Barrels are 28in long, fixed choke and fitted with a concave rib. The stock, made from Turkish walnut, has a straight-hand grip of H&H's diamond pattern (notable for a subtle central ridge running laterally down both sides). The fore-end is of the splinter type and deep enough to be useful. Chequering is well cut. The stock finish is hand-rubbed oil.



The bar action - familiar because so many have copied it - is equipped with double triggers (mechanical and inertia single triggers are options). The locks, which have intercepting safety sears, are quick-detachable. The action body and lock plates are colour-case hardened and engraved with a traditional H&H scroll pattern - more open than the fine rose and scroll of a Purdey. There are gold-line cocking indicators and a button-style thumb-piece on the automatic safety.



Other features of the action include, strikers which may be removed easily by a small retaining screw visible when the locks are removed, and, in common with most good-quality side-by-sides, a replaceable hinge-pin.



The chopper lump barrels are exceptionally well presented. The striking up and blacking externally are of the highest order. Internally they are impeccably finished and - most notably - perfectly straight.

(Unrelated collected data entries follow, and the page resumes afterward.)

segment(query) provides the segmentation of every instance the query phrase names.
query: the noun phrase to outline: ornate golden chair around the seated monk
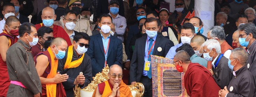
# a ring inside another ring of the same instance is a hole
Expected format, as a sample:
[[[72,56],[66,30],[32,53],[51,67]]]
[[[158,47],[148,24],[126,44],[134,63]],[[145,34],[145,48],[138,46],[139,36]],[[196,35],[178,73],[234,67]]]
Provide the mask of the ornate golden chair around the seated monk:
[[[78,85],[75,86],[74,92],[75,97],[92,97],[94,90],[97,87],[97,84],[107,81],[109,78],[107,76],[109,72],[109,66],[106,66],[102,69],[102,72],[96,74],[95,77],[92,77],[92,82],[88,84],[87,87],[81,89]],[[132,92],[133,97],[142,97],[144,94],[144,86],[142,83],[135,83],[134,85],[128,85]]]

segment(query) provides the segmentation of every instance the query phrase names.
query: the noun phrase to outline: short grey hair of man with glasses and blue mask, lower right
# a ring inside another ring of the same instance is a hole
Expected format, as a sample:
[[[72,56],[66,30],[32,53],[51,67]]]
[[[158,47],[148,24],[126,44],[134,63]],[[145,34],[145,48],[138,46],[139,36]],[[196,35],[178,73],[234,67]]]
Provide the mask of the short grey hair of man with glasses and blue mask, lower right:
[[[232,57],[237,58],[241,65],[245,66],[248,60],[248,53],[243,48],[235,48],[231,51]]]

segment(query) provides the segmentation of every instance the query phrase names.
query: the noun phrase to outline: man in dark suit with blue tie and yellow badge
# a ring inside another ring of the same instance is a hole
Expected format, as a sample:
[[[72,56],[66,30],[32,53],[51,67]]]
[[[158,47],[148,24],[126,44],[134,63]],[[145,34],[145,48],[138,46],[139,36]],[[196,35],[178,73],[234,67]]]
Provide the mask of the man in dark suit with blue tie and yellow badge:
[[[144,97],[152,97],[152,72],[150,55],[166,56],[173,42],[157,35],[160,29],[156,18],[145,21],[146,37],[138,38],[135,43],[130,66],[131,84],[140,82],[145,86]]]

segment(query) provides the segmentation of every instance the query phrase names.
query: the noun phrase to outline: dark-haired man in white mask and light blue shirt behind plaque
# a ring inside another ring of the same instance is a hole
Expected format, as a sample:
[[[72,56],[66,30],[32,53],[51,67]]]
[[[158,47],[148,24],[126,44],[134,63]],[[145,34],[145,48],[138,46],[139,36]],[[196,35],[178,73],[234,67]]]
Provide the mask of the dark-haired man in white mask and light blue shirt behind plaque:
[[[183,43],[190,44],[191,38],[193,38],[194,36],[196,36],[194,25],[192,25],[192,23],[185,23],[181,28],[181,43],[171,47],[166,57],[169,59],[173,59],[174,55],[176,54],[175,50],[178,47],[181,47]]]

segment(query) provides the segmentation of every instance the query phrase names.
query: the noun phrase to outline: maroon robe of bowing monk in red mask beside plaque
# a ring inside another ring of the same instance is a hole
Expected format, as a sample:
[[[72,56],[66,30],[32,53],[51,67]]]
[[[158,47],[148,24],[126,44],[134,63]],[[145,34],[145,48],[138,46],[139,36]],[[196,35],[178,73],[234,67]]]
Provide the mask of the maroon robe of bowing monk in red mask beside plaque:
[[[218,97],[220,87],[211,72],[198,63],[190,63],[184,75],[186,92],[190,97]]]

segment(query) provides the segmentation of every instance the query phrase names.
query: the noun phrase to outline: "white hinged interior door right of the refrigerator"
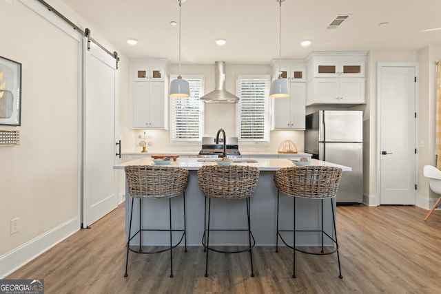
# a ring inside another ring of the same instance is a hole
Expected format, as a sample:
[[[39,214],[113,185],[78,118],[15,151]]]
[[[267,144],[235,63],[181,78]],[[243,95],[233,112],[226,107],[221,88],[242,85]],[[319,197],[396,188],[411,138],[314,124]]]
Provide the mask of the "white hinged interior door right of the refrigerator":
[[[378,67],[380,204],[416,204],[417,67]]]

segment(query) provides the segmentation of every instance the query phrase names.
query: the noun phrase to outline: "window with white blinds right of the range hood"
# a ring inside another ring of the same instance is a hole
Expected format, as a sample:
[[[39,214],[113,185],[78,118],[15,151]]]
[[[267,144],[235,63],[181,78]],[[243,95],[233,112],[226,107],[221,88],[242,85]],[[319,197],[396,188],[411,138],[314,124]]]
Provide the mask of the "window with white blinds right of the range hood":
[[[269,75],[236,79],[236,134],[240,143],[269,143]]]

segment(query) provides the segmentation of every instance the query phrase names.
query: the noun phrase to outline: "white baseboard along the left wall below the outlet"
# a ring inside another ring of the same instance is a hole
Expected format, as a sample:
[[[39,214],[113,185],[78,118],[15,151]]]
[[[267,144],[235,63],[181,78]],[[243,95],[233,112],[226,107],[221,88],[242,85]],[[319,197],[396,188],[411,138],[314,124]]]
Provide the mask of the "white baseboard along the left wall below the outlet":
[[[80,229],[78,216],[0,256],[0,279],[17,271]]]

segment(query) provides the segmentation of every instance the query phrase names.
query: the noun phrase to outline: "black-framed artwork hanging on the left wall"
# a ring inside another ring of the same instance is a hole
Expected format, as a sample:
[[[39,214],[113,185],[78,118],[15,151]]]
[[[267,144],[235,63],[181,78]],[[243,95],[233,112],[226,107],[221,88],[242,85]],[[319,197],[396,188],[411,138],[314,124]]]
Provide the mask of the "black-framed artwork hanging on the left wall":
[[[21,125],[21,63],[0,56],[0,125]]]

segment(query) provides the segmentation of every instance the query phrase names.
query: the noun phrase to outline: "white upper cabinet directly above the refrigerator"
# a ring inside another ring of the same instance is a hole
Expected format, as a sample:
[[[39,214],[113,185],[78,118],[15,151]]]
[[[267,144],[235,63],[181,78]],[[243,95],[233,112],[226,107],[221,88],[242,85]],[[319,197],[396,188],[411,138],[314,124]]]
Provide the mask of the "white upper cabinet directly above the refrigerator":
[[[307,62],[307,103],[363,104],[367,52],[312,52]]]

H&H is one of the few firms left still to be really obsessive in this area. It regulates all its guns for point of impact most carefully. Side-by-side barrels tend to shoot apart: if the tubes were merely parallel, the right barrel would shoot to the right and the left to the left. So, during manufacture, the tubes are brought together slightly (usually, in a 12-bore, by means of slight flats at the muzzles).



Expert adjustment is required by a barrel maker to ensure that any set of tubes shoots as it should. Classically, this is a process involving trial at the pattern plates. H&H may be the only firm left that employs a full-time regulator at its shooting ground, Steve Cranston, whose job is to make sure all its guns shoot straight.